Bless the Lord, winter cold and summer heat

This has been a year of weather extremes in Portland. Last winter the city was socked by snow and ice storms it didn't have the money, equipment, personnel, or material (salt and sand) to deal with. Everything was shut down for days. We couldn't get our car out of the cul-de-sac for a week - which was fine with me.

Last month, Portland came within a degree of breaking its all-time high temperature. I heard from someone that that day Portland was the third hottest place in the world, hotter even than Riyadh, Saudi Arabia. Portland also came close to breaking its record for the most consecutive days over 100 degrees. The weather yesterday was a relatively mild 85 degrees but it was humid and I was grumpy.

I've expended a lot of energy this year complaining about the weather. I know we don't have it so bad - I've heard stories of heat in Phoenix so intense that it melts the pavement - but perspective is difficult for me on this. Mid-August is usually when I start to physically crave the rain, and this year especially so.

I've been reading Kathleen Norris's latest book, "Acedia & Me." In addition to being a personal, cultural, historical, spiritual and literary exploration of acedia - an uncommon enough word, meaning "absence of care," that Microsoft Word doesn't recognize it - this moving book recalls her marriage to the poet David Dwyer, his struggles with mental illness, and his death from cancer in 2003.

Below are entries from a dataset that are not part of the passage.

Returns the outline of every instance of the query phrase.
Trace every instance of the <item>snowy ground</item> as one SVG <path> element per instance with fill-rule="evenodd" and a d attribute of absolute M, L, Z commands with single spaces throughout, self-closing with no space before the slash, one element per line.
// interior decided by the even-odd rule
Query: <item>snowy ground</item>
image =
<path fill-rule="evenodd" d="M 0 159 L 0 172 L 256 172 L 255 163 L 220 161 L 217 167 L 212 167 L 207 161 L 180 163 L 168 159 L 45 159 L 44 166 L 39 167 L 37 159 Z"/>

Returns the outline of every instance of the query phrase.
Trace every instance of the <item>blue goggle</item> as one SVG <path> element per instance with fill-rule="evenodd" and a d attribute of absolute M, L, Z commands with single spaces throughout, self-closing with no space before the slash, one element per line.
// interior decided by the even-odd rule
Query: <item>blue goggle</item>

There is a passage in chapter six in which Norris remembers walking to visit her husband in a psychiatric ward on a day when it was so frigid that it hurt to breathe. As she cursed the cold and icy pavement under feet, she recalled the words of a canticle from the Sunday divine office. She was, she wrote, unaccountably consoled. "The words were now a part of me, and when I most needed them, the rhythms of my walking had stirred them up, to erode my anxiety and self-pity, and remind me that blessings may be found in all things." All things, indeed.

I don't spend enough time memorizing scripture. I tend to intellectualize it. I forget that there is power there. The fourth century Desert Fathers and Mothers believed that even when a monk was reciting words of scripture in a language he did not understand, the demons with which he was in constant struggle were forced to flee.

Today I'm trying to commit to memory the words from Kathleen Norris's canticle.

Bless the Lord, winter cold and summer heat...
Bless the Lord, dews and falling snow...
Bless the Lord, nights and days...
Bless the Lord, light and darkness...
Bless the Lord, ice and cold...
Bless the Lord, frosts and snows;
sing praise to him and highly exalt him forever

(Daniel 3:45-50)


  1. No way Portland was the third hottest place in the world unless Phoenix was in the top two.

    To be fair, though, Portland was probably more unbearable.

  2. I hear you on the memorizing scripture thing. I always feel like a less hot version of Mandy Moore in a Walk to Remember though when I'm trying to recite verses(a dorky Bible beater). However, there have been some tough times in my life when a verse that I didn't even realize I knew has kept me going. Right now it's this one:

    Matthew 6:25-27

    25"Therefore I tell you, do not worry about your life, what you will eat or drink; or about your body, what you will wear. Is not life more important than food, and the body more important than clothes? 26Look at the birds of the air; they do not sow or reap or store away in barns, and yet your heavenly Father feeds them. Are you not much more valuable than they? 27 Who of you by worrying can add a single hour to his life?"